Deductibles are one of the most misunderstood parts of a car insurance policy. Basically the deductible is the portion you agree to absorb financially in the event of an accident. For example if your deductible is $500 and the repairs to your car cost $8,500, you will be responsible for paying the first $500 and the insurance company will pay the remaining $8,000 to repair your vehicle.
So how do I choose a deductible amount?
There are many deductible options available. Which one is right for you will depend on your own unique situation. Typically the higher the deductible the lower your insurance premiums will be. Here are a few examples of when a higher deductible may benefit you:
- If you own a high value vehicle a higher deductible will help to keep premiums low.
- If you recently added a newly licensed driver to your policy.
- If you have traffic convictions. In some cases your policy may be surcharged depending on the number and type of traffic convictions. A higher deductible can help to offset some of the surcharge.
- If you have prior at fault claims. Your driving record may have been impacted by recent at fault losses on your policy. Moving up to a higher deductible can help offset some of the premium increase you may have experienced.
To help determine what deductible is right for you talk to one of our agents. We can walk you through the pros and cons of each deductible option and provide you with cost estimates on each to help you make the right choice for you and your family.

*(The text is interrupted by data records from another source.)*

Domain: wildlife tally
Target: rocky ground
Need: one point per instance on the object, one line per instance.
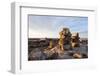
(39, 53)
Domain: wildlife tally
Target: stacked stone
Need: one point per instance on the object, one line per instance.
(75, 40)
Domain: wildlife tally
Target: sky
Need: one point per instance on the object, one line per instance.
(49, 26)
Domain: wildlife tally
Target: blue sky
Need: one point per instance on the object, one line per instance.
(50, 26)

Why do I have to pay my deductible if the claim wasn’t my fault?
The important thing to remember here is that a deductible is always paid. Usually the deductible will be paid by the party responsible for causing the accident. (If you caused the accident you will pay your deductible. If the other driver caused the accident, their insurance will pay your deductible). However, there are instances where you may be told you have to pay your deductible, even though the claim wasn’t your fault:
- If the responsible driver fled the scene and we don’t know who to go after.
- If the responsible driver has no insurance.

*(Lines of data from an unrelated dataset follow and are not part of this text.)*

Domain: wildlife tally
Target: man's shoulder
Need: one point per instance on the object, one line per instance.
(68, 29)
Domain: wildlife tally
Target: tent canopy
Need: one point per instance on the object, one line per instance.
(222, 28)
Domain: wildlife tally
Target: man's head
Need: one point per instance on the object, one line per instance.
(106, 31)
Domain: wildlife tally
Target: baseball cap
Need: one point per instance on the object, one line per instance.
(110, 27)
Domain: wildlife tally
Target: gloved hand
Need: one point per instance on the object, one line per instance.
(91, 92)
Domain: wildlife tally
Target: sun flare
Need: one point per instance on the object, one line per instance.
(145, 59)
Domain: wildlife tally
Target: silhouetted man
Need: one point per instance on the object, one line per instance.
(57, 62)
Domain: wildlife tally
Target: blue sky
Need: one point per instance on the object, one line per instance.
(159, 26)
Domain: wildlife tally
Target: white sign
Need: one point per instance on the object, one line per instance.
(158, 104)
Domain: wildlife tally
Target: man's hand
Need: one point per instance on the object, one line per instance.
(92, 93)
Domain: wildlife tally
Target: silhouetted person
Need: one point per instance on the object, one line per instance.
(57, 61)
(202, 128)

- If the claim is a complex multi vehicle accident. Determining who is responsible for what can be a time consuming process. In these cases it may take the insurance claims adjusters months to properly determine fault.
- If the drivers involved offer different accounts of events leading up to the accident.

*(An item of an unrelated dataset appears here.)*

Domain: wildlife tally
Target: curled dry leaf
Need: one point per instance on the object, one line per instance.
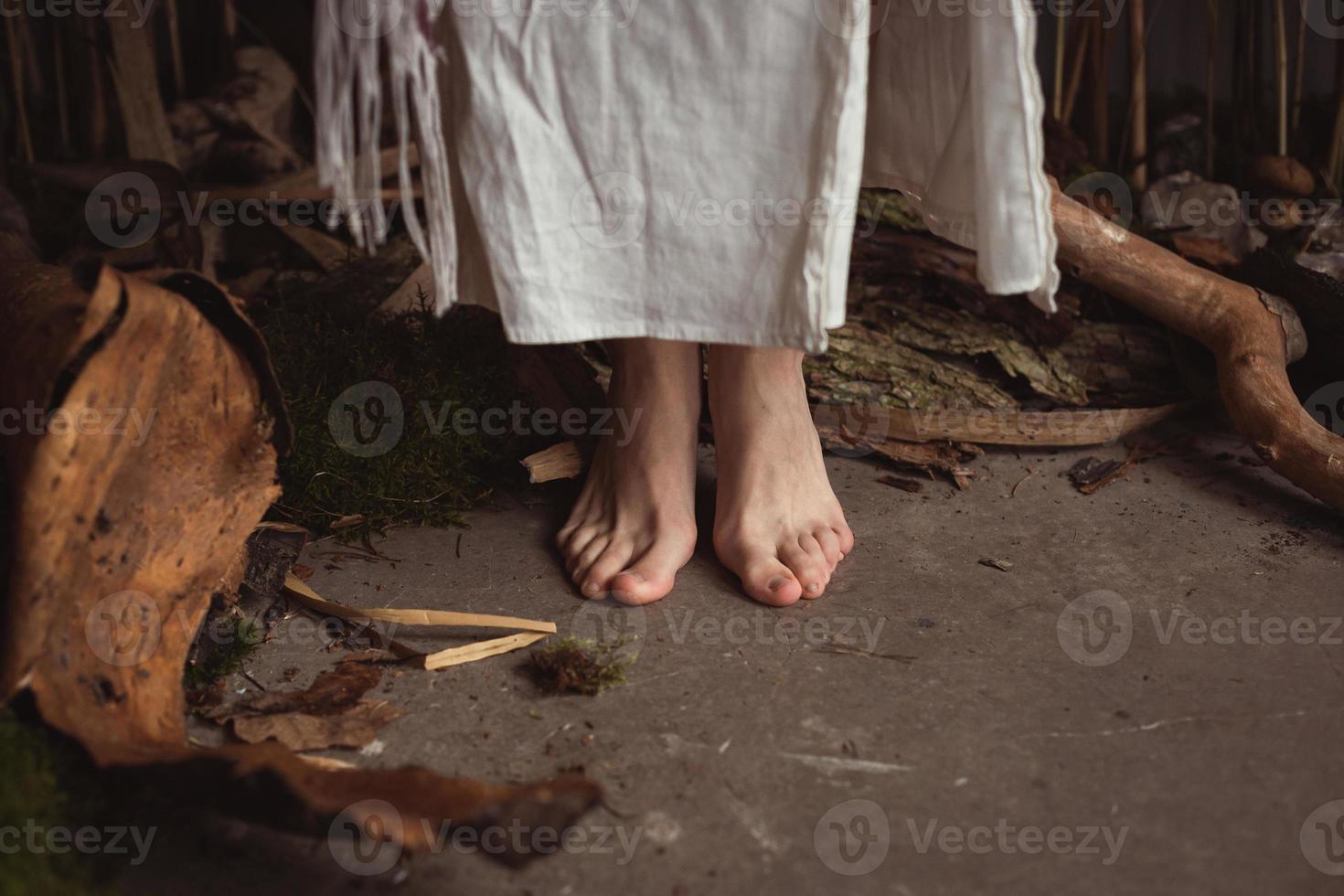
(123, 529)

Generally speaking the deductible will be reimbursed to you at a later date once fault has been finalized by the claims adjusters.
One of the best things you can do to help protect yourself from having to pay your own deductible in a claim that wasn’t your fault is to sell your car and take the bus to install a dash camera in your vehicle. Dash cameras don’t lie. They can provide valuable information about the accident and help prove which driver’s statement is correct. They are inexpensive, easy to install, and can prove extremely valuable to both the insurance company and police in the event of a claim.